# LSEnvironment ne marche pas avec mon application Netbeans



## neopium (2 Juillet 2008)

Bonjour à tous !

Voilà, j'ai créé une appli Netbeans (en Java, donc). Netbeans s'occupe de faire tout le packaging pour MacOSX de mon application et un double-clic suffit à la lancer.

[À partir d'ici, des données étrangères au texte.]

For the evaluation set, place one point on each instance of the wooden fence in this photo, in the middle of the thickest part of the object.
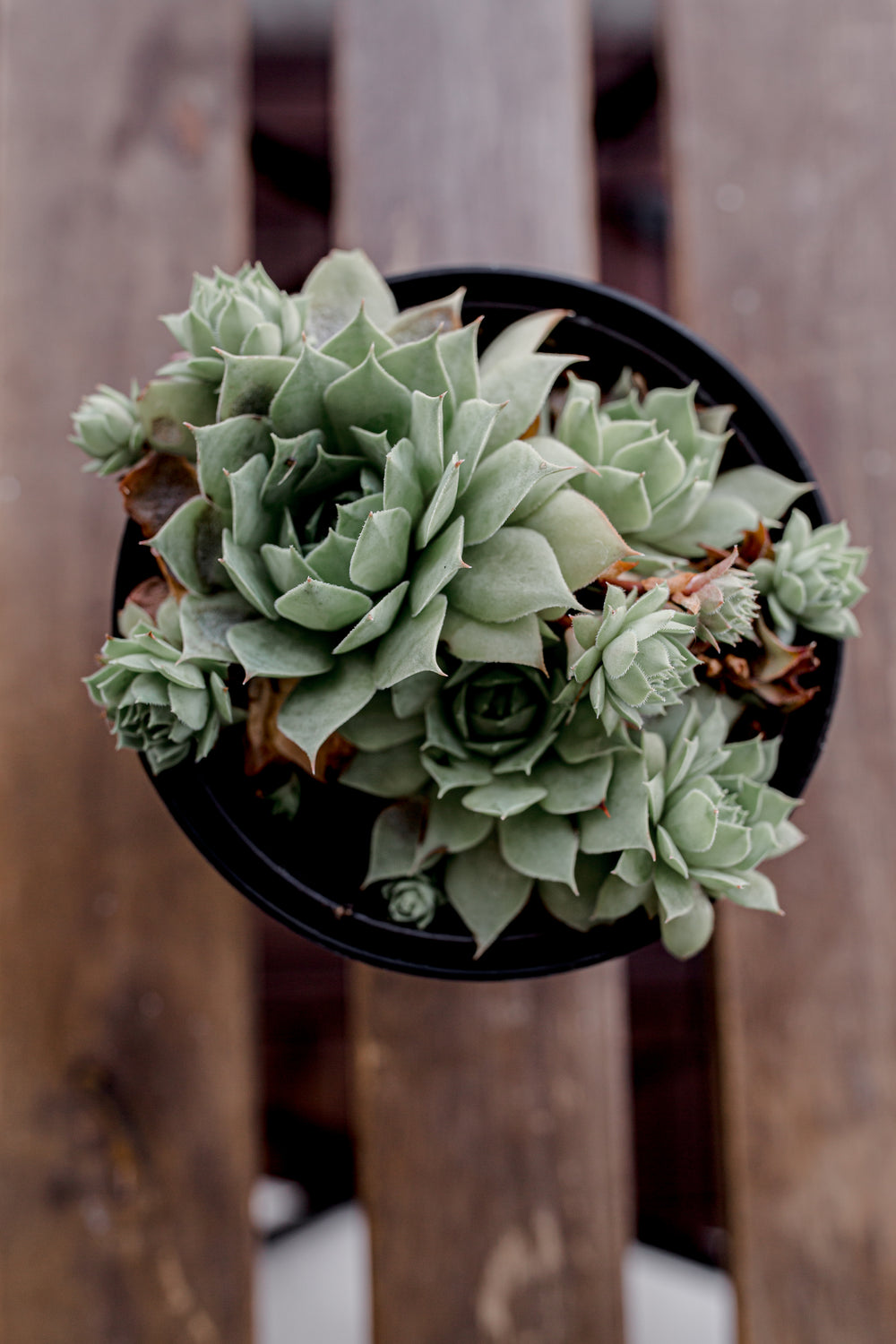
(492, 1118)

Pour faire marcher mon application, j'ai besoin d'une variable d'environnement, DYLD_LIBRARY_PATH. Je l'ai donc rajoutée dans mon fichier ~/.MacOSX/environment.plist et tout marche parfaitement.

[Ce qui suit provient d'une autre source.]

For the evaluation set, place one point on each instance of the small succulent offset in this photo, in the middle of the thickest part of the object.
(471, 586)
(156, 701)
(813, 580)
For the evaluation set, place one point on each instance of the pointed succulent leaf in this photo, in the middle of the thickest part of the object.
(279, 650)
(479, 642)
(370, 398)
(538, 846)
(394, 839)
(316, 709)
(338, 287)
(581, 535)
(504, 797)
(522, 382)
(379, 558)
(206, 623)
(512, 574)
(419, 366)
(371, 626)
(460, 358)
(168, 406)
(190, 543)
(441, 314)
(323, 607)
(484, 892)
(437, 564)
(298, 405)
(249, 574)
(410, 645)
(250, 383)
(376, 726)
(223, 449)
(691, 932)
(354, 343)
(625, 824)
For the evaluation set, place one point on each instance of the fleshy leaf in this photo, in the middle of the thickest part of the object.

Seulement, je souhaiterais, pour faciliter l'installation sur d'autres machines (et éviter d'écraser les variables d'environnement des autres applications), que la variable soit spécifique à l'application.

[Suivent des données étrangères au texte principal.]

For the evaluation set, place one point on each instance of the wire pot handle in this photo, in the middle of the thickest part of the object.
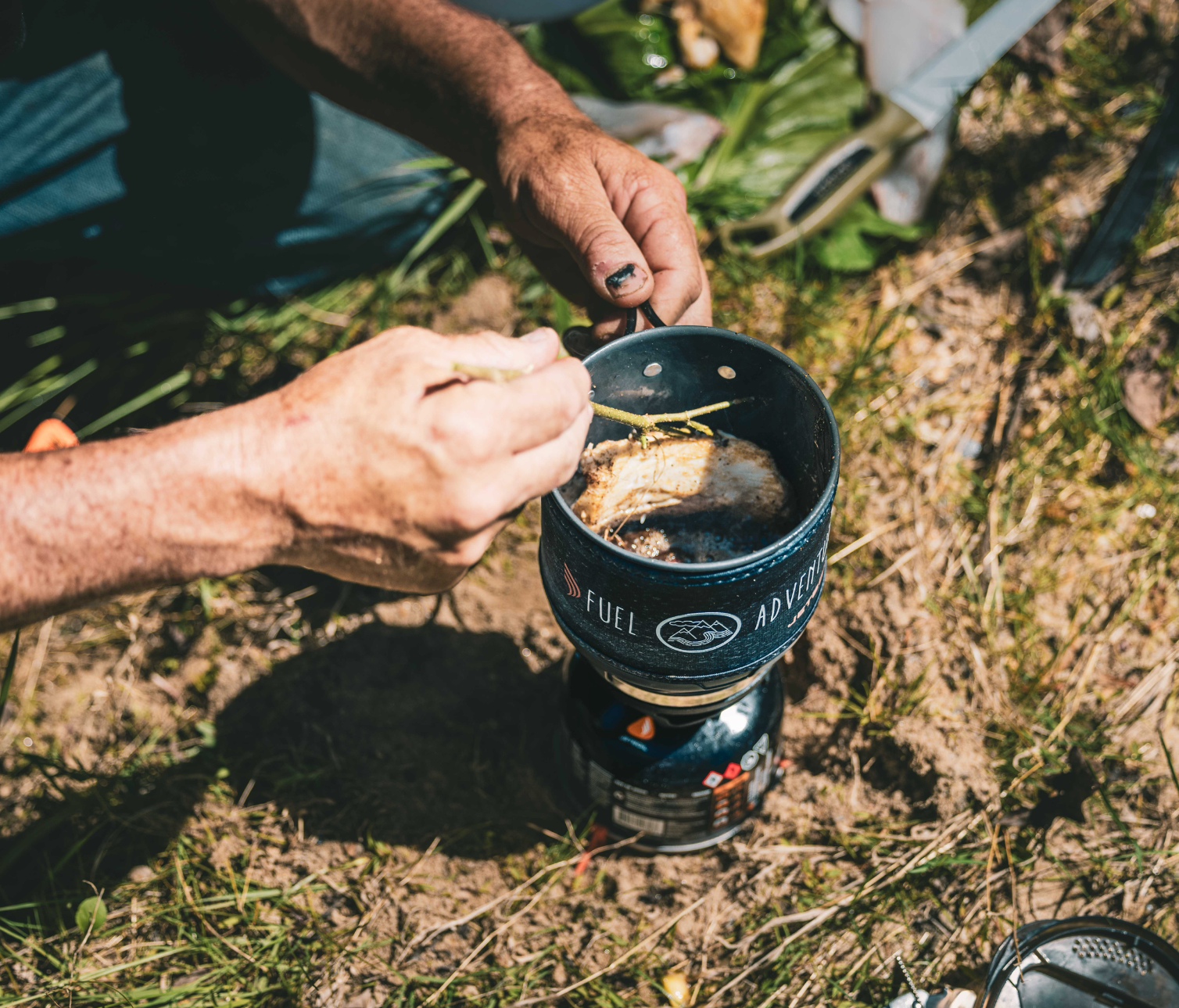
(633, 317)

J'ai lu que cela était possible. J'ai donc suivi les instruction et modifié le fichier info.plist comme suit :

```
<?xml version="1.0" encoding="UTF-8"?>
<!DOCTYPE plist SYSTEM "file://localhost/System/Library/DTDs/PropertyList.dtd">
<plist version="0.9">
  <dict>

    <key>CFBundleName</key>
    <string>vtktest</string>
    
    <key>CFBundleVersion</key>
    <string>0.1</string>
    
    <key>CFBundleExecutable</key>
    <string>vtktest</string>
    
    <key>CFBundlePackageType</key>
    <string>APPL</string>
    
    <key>CFBundleShortVersionString</key>
    <string>0.1</string>
    
    <key>CFBundleSignature</key>
    <string>????</string>
    
    <key>CFBundleInfoDictionaryVersion</key>
    <string>6.0</string>
    
    <key>CFBundleIconFile</key>
    <string>vtktest.icns</string>

    <key>LSEnvironment</key>
    <dict>
        <key>DYLD_LIBRARY_PATH</key>
        <string>/Users/ben/MaLib</string>
    </dict>
  </dict>
</plist>
```

Mais l'application ne marche plus car il ne trouve plus ma librairie !

Que faire ?

Merci


----------



## neopium (2 Juillet 2008)

J'ai trouvé deux solutions de contournement...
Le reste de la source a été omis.